WHAT ARE NON-OPERATIVE TREATMENT OPTIONS FOR A SPORTS HERNIA?

The majority of sports hernias can be treated successfully with physiotherapy.  Treatments are individually designed to promote healing, correct any muscular imbalances if detected and release or soften scar tissue that has developed to restore functional balance to the groin musculature.  The physical therapy is usually set up in 3 phases over a 4-8 week period with patient’s progressing through various exercises at the end of which the patient should be able to return to his or her previous level of activity.
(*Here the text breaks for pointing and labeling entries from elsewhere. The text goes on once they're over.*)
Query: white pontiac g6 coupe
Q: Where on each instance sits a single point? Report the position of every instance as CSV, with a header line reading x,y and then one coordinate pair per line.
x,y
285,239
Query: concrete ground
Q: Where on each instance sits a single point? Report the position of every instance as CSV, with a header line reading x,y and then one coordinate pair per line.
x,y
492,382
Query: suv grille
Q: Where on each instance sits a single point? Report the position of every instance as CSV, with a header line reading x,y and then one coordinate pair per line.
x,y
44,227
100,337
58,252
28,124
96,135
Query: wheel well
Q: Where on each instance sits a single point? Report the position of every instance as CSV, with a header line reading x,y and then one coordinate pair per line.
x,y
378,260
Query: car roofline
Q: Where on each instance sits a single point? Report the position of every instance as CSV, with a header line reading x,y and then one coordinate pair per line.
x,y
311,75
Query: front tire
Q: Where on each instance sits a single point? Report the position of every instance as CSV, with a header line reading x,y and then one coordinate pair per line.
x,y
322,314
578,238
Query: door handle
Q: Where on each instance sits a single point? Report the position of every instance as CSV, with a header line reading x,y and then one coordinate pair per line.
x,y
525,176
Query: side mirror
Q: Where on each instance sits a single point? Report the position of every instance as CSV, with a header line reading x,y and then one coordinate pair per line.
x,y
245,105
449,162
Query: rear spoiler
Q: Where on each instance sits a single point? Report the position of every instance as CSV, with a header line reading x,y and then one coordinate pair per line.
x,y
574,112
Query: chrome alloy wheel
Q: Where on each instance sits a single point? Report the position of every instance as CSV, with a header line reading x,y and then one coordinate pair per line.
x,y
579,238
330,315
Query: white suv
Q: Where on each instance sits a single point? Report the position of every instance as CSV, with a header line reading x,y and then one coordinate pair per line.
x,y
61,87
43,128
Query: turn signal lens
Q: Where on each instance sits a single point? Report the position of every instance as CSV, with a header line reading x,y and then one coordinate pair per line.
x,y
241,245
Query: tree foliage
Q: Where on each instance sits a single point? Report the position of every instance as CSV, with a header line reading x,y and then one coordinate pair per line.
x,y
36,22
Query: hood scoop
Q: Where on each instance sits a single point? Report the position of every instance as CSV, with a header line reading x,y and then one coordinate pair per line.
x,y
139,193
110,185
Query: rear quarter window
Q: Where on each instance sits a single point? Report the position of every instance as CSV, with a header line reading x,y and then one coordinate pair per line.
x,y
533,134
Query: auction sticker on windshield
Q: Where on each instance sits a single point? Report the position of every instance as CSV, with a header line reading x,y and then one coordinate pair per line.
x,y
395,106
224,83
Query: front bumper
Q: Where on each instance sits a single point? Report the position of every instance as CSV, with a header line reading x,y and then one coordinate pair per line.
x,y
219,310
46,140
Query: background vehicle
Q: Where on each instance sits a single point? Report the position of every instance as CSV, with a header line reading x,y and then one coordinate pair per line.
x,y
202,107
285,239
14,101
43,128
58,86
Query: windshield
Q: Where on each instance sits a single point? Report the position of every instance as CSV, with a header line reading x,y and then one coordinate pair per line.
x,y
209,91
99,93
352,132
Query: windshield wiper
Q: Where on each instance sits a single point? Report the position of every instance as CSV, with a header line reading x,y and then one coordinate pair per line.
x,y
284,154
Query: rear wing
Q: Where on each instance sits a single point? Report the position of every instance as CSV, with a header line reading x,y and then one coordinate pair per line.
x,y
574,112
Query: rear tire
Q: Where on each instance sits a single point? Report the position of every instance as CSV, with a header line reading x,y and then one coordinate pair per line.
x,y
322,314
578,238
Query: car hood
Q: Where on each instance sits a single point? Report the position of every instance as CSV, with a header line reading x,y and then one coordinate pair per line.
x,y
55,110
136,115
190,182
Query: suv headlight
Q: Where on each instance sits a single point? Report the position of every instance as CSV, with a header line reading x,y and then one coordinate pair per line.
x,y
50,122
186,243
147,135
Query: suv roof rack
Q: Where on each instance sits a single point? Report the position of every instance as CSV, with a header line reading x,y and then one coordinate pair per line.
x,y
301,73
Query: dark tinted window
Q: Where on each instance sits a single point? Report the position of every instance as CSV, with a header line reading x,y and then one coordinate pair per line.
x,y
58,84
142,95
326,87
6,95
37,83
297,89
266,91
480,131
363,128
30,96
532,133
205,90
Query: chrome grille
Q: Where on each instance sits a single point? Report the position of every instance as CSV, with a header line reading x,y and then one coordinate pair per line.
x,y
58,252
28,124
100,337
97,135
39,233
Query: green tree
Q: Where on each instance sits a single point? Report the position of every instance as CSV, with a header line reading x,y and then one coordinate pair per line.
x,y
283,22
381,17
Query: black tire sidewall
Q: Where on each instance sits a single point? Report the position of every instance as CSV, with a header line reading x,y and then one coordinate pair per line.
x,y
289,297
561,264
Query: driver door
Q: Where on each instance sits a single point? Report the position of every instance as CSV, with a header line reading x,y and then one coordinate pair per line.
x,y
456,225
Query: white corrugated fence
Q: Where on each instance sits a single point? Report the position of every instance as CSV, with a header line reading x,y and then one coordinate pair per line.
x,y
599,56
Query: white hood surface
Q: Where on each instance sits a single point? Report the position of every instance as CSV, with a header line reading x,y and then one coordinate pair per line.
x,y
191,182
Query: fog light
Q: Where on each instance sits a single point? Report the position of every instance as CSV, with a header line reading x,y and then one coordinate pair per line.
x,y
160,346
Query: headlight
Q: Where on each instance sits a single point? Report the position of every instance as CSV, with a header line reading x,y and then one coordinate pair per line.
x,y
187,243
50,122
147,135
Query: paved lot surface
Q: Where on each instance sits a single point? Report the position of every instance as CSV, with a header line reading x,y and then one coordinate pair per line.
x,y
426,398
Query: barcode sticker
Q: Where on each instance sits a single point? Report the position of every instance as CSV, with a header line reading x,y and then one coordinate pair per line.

WHAT ARE SURGICAL TREATMENT OPTIONS FOR A SPORTS HERNIA?

Patients who have significant disruption of the musculature of the groin or tearing of the attachments to the pubic bone or failure of physiotherapy in resolving the groin pain are candidates for surgery.  The type of surgery performed is dependent on the location of the injury.  In certain situations, MRIs may be obtained to plan for surgery.  Surgery is performed with patient completely asleep under general anesthesia.  Patients go home on the same day after the surgery.  Postoperatively patients undergo a period of rehabilitation and are typically back to their previous level of activity anywhere from 4-8 weeks dependent on the extent of the injury and type of surgery performed.